Literature DB >> 18216015

GLUT4 enhancer factor (GEF) interacts with MEF2A and HDAC5 to regulate the GLUT4 promoter in adipocytes.

David P Sparling1, Beth A Griesel, Juston Weems, Ann Louise Olson.   

Abstract

The insulin-responsive glucose transporter, GLUT4, is regulated in various physiologic states at the transcriptional level. When expressed in transgenic mice, the human GLUT4 promoter is governed by two cis-acting sequences: an MEF2 binding domain and Domain I, that function both as positive and negative regulators depending on the physiologic state. MEF2 proteins and GLUT4 enhancer factor (GEF) are known ligands for these cis-acting elements, but their mechanism of action is unclear. To begin to understand this important process, we have characterized GEF structural domains and its interactions with the MEF2A isoform.
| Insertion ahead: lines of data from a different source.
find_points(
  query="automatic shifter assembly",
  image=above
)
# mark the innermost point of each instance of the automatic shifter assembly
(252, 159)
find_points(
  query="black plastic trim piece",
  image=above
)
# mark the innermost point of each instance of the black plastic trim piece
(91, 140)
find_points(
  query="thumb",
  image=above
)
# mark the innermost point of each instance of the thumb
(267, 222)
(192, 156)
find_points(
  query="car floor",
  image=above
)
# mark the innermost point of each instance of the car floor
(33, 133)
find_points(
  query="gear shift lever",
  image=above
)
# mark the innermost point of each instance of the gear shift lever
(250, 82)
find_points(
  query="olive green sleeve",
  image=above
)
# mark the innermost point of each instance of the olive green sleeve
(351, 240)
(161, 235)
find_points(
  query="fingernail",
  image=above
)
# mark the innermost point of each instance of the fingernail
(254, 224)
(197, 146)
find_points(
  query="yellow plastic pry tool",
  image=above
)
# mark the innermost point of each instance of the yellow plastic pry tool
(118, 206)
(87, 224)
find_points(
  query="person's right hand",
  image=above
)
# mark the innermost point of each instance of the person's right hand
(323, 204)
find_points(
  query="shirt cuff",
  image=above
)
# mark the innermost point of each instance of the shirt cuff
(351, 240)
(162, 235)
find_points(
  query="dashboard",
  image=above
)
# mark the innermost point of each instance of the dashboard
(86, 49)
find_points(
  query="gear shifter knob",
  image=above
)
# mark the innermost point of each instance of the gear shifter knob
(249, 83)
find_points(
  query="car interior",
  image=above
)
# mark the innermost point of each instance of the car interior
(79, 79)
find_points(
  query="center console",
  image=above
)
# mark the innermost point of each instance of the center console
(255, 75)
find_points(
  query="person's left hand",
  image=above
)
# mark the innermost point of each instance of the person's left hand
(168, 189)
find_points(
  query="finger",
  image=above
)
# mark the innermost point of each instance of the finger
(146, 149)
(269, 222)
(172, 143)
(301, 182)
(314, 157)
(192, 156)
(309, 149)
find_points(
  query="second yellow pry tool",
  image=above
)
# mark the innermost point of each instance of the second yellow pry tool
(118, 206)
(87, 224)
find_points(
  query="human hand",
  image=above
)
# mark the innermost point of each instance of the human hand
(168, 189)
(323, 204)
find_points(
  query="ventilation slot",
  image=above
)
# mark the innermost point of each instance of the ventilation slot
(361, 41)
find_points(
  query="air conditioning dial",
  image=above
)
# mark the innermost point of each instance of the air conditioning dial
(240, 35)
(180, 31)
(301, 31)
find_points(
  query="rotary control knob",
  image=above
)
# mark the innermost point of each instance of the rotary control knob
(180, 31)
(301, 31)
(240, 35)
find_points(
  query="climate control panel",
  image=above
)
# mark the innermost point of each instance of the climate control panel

We find that the C terminus of GEF comprises its DNA-binding domain, but does not contribute to GEF homo-oligomerization. We also have found that GEF dimerizes with increased affinity to a hypophosphorylated form of MEF2A. Furthermore, we demonstrated that MEF2A binding to its cognate binding site can increase the DNA binding activity of GEF to Domain I, suggesting a novel mechanism for MEF2A transcriptional activation. Finally, we have demonstrated that the transcriptional co-repressor HDAC5 can interact with GEF in the absence of MEF2 proteins and specifically inhibit GLUT4 promoter activity. These findings lead to the hypothesis that GEF and the MEF2 proteins form a complex on the GLUT4 promoter that allows for recruitment of transcriptional co-regulators (repressors and/or activators) to control GLUT4 promoter activity.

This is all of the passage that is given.